EVANSTON, Ill. --- Two foreign documentaries will conclude the spring film season at Northwestern University’s Block Cinema. One focuses on film lovers from different parts of the world. The other follows the transformation of an abandoned industrial complex in France into one German artist’s personal universe.
Films are screened in the James B. Pick and Rosalyn M. Laudati Auditorium at the Mary and Leigh Block Museum of Art, 40 Arts Circle Drive, Evanston campus. Free parking is available in the lot directly south of the museum.
Unless otherwise noted, general admission to Block Cinema screenings is $6 for the general public or $4 for Block Museum members, Northwestern faculty, staff and students, students from other schools with valid IDs, and individuals aged 65 and older. Quarterly passes are $20. Tickets are available one hour before show time.
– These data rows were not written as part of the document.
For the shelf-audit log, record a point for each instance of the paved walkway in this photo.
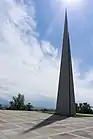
(35, 125)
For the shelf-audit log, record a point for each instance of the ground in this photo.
(35, 125)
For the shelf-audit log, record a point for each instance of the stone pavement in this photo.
(35, 125)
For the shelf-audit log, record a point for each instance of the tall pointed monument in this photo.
(66, 99)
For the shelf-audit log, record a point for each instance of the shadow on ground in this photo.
(46, 122)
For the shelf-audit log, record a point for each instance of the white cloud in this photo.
(27, 65)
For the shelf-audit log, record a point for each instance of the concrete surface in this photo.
(35, 125)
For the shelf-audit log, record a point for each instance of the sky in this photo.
(31, 33)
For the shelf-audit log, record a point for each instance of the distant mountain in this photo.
(42, 102)
(3, 101)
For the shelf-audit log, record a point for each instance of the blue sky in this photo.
(30, 47)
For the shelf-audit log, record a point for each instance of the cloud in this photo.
(28, 65)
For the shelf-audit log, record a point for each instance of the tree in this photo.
(18, 102)
(0, 106)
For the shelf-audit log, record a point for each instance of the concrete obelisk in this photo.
(66, 100)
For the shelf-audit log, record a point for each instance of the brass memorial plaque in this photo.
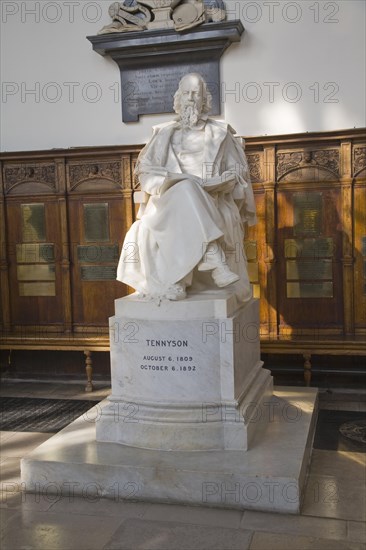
(309, 248)
(363, 252)
(309, 270)
(310, 290)
(98, 273)
(31, 253)
(253, 272)
(308, 214)
(97, 253)
(36, 272)
(96, 222)
(37, 289)
(33, 222)
(250, 248)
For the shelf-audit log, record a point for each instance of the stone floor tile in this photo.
(340, 406)
(357, 531)
(345, 465)
(13, 500)
(10, 474)
(155, 535)
(274, 541)
(99, 507)
(4, 436)
(335, 497)
(296, 525)
(22, 443)
(47, 531)
(194, 515)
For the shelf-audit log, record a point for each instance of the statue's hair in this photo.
(207, 97)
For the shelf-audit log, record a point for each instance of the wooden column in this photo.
(347, 237)
(65, 248)
(270, 252)
(4, 264)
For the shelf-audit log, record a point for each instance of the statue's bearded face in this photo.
(191, 102)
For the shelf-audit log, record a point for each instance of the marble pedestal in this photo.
(186, 376)
(270, 476)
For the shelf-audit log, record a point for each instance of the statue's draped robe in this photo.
(174, 228)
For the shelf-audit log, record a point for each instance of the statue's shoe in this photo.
(224, 277)
(176, 292)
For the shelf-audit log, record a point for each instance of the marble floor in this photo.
(333, 514)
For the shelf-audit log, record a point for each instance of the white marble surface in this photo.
(270, 476)
(185, 383)
(206, 305)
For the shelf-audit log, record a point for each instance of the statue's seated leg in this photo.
(214, 260)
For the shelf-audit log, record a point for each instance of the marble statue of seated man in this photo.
(189, 234)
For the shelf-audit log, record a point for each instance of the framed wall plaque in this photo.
(33, 222)
(96, 222)
(308, 214)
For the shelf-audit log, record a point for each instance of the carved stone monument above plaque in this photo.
(154, 57)
(139, 15)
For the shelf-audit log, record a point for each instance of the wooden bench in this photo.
(284, 346)
(308, 348)
(87, 344)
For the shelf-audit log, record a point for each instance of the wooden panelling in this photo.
(307, 254)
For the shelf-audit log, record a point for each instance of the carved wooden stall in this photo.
(64, 214)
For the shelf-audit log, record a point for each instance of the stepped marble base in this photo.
(270, 476)
(186, 375)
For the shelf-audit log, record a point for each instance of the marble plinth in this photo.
(186, 375)
(270, 476)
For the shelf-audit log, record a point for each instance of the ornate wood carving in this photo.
(359, 160)
(101, 172)
(255, 166)
(327, 160)
(18, 174)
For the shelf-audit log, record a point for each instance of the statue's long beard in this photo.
(190, 115)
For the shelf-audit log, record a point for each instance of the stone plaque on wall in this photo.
(151, 90)
(308, 212)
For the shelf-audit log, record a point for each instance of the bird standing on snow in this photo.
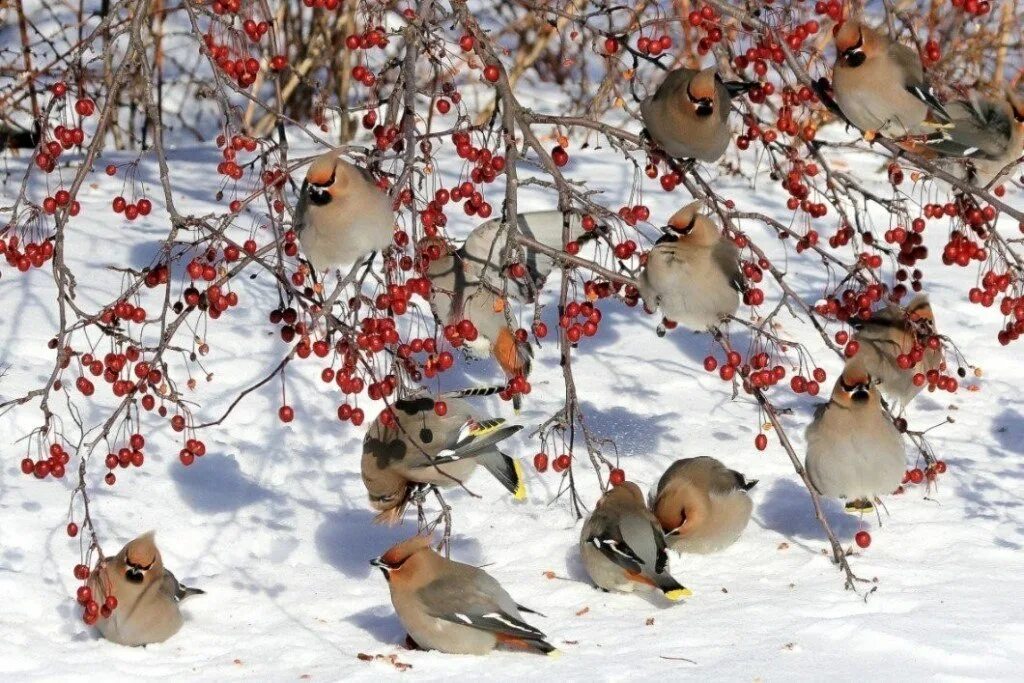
(692, 272)
(880, 84)
(986, 134)
(701, 505)
(888, 338)
(342, 215)
(147, 595)
(853, 450)
(623, 545)
(420, 446)
(688, 115)
(454, 607)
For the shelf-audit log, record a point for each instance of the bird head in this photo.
(692, 227)
(700, 91)
(327, 178)
(396, 558)
(140, 560)
(854, 387)
(854, 42)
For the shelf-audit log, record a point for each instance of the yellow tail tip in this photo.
(678, 594)
(520, 489)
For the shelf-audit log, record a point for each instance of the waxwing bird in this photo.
(692, 272)
(880, 84)
(147, 595)
(420, 446)
(342, 215)
(623, 545)
(853, 450)
(894, 347)
(688, 115)
(454, 607)
(454, 299)
(701, 505)
(987, 135)
(482, 252)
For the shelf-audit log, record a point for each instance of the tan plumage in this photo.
(342, 215)
(623, 546)
(455, 297)
(701, 505)
(692, 273)
(147, 595)
(422, 447)
(880, 84)
(454, 607)
(688, 115)
(853, 450)
(890, 333)
(987, 136)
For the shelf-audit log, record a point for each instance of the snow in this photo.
(274, 525)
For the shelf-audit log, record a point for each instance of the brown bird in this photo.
(880, 84)
(987, 136)
(623, 546)
(147, 595)
(692, 272)
(342, 214)
(853, 450)
(701, 505)
(893, 336)
(455, 299)
(688, 115)
(454, 607)
(421, 447)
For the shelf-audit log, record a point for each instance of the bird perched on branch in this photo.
(456, 301)
(895, 345)
(701, 505)
(692, 272)
(147, 595)
(342, 214)
(880, 84)
(688, 115)
(853, 450)
(623, 546)
(454, 607)
(421, 441)
(986, 134)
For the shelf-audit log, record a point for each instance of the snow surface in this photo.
(274, 525)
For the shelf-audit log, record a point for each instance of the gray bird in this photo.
(623, 546)
(853, 450)
(688, 115)
(701, 505)
(880, 84)
(692, 272)
(454, 607)
(423, 447)
(342, 215)
(147, 595)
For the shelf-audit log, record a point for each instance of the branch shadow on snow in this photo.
(786, 508)
(216, 483)
(348, 539)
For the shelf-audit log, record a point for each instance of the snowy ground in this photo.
(273, 521)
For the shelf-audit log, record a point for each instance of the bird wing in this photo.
(913, 78)
(727, 257)
(471, 597)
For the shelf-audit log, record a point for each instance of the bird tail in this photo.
(507, 470)
(185, 592)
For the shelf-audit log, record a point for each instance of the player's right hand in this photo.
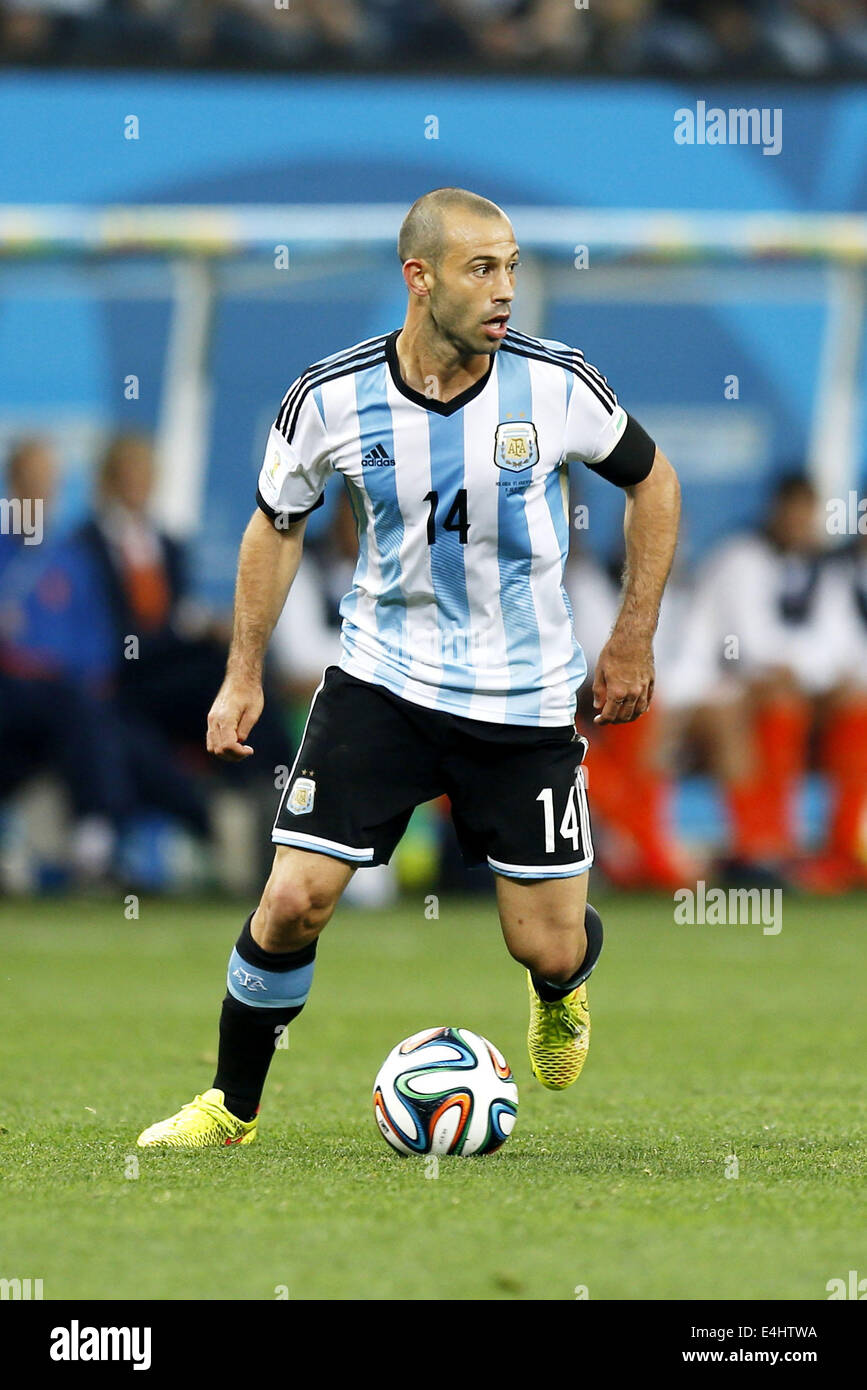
(231, 717)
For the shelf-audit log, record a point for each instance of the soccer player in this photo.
(459, 672)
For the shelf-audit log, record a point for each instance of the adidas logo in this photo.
(377, 458)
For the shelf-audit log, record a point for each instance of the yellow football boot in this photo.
(559, 1037)
(202, 1123)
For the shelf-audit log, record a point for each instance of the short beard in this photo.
(460, 345)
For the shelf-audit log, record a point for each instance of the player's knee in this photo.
(298, 905)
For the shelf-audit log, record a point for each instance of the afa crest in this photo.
(300, 798)
(516, 445)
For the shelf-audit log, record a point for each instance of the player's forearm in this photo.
(650, 527)
(267, 565)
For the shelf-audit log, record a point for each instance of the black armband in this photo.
(631, 459)
(285, 519)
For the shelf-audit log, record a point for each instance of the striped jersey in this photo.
(461, 508)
For more information, call the Block Cinema Hotline at (847) 491-4000 or visit the Block Cinema website at www.blockmuseum.northwestern.edu/block-cinema.
SPRING 2011 FILM SERIES
The Useful Lives Film Series celebrates all those who work with and dream about moving images -- film programmers, theater employees and cinephiles. Global in scope, the series looks at the lives and fantasies of film enthusiasts across five continents.
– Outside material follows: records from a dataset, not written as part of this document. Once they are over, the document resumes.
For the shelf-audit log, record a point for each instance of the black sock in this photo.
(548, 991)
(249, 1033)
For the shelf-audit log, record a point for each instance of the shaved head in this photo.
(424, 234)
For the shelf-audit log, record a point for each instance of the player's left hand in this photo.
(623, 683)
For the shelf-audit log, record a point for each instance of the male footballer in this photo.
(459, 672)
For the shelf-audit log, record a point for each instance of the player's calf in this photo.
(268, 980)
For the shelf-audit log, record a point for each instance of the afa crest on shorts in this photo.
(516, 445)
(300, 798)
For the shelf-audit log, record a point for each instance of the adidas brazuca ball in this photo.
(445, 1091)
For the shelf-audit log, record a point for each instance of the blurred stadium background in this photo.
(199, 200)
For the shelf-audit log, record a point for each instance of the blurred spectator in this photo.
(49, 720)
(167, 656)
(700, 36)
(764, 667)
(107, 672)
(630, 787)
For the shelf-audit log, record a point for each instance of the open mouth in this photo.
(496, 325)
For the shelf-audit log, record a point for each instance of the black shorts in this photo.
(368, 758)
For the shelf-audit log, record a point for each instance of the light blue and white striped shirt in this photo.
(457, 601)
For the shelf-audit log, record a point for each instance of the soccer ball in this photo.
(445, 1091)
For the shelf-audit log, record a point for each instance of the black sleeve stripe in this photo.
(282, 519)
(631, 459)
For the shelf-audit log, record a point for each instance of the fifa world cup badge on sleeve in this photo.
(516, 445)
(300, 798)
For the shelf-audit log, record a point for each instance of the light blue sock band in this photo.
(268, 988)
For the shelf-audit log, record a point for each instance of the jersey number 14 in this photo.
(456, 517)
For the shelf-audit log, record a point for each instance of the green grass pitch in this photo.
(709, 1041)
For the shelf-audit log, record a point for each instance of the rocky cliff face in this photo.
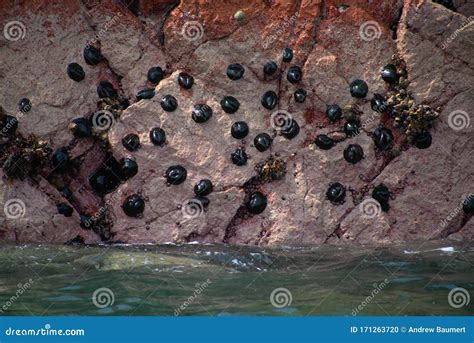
(409, 185)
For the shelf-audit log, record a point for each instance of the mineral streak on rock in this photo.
(400, 117)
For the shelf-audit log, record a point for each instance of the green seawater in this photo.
(219, 280)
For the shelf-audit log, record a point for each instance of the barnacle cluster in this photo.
(412, 119)
(272, 169)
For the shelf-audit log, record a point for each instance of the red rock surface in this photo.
(427, 185)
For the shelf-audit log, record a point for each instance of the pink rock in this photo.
(202, 38)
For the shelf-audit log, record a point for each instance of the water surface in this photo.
(224, 280)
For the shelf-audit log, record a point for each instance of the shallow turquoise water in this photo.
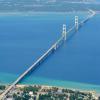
(25, 38)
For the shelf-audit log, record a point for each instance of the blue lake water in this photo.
(75, 64)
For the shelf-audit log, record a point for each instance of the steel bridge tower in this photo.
(64, 33)
(76, 22)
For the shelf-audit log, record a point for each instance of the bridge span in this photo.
(52, 49)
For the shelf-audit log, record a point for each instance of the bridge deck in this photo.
(49, 51)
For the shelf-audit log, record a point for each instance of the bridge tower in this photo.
(64, 33)
(76, 22)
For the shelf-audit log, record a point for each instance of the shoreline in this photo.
(34, 13)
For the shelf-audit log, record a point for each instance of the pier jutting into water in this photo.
(53, 48)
The continuing Art on Screen series features documentaries on important 20th century American and international art and artists.
JUNE 2011 FILMS
Useful Lives series, “Comrades in Dreams,” 7 p.m. Thursday, June 2 (Uli Gaulke, 2006, Germany, DigiBeta, 100 minutes). Filmmaker Uli Gaulke crossed continents to capture the passion and dedication that unites film professionals and filmgoers of many cultures. In India, a film fanatic screens Bollywood fantasias inside a circus tent. In Burkina Faso -- a poor country in West Africa -- three friends transform an abandoned outdoor theater into the village cinema. An old barn serves as a theater and community center for the residents of a small Wyoming town, while in North Korea, a cheery film programmer entertains workers with chaste romances and uplifting morality plays.Art on Screen series, “Over Your Cities Grass Will Grow,” 7 p.m. Friday, June 3 (Sophie Fiennes, 2010, United Kingdom, France and The Netherlands, DigiBeta, 105 minutes). During the course of the last decade, German artist Anselm Kiefer transformed La Ribaute, a formerly derelict silk factory in southern France, into a massive installation that blurs the line between artwork and exhibition space. It is now a sprawling network of galleries, breathtaking sculptures and dramatic manmade landscapes, often assembled from unorthodox materials, including soil, lead and sand. Fiennes’ film observes these artistic practices while making its own contributions to the documentary genre, including its use of widescreen cinematography and long takes.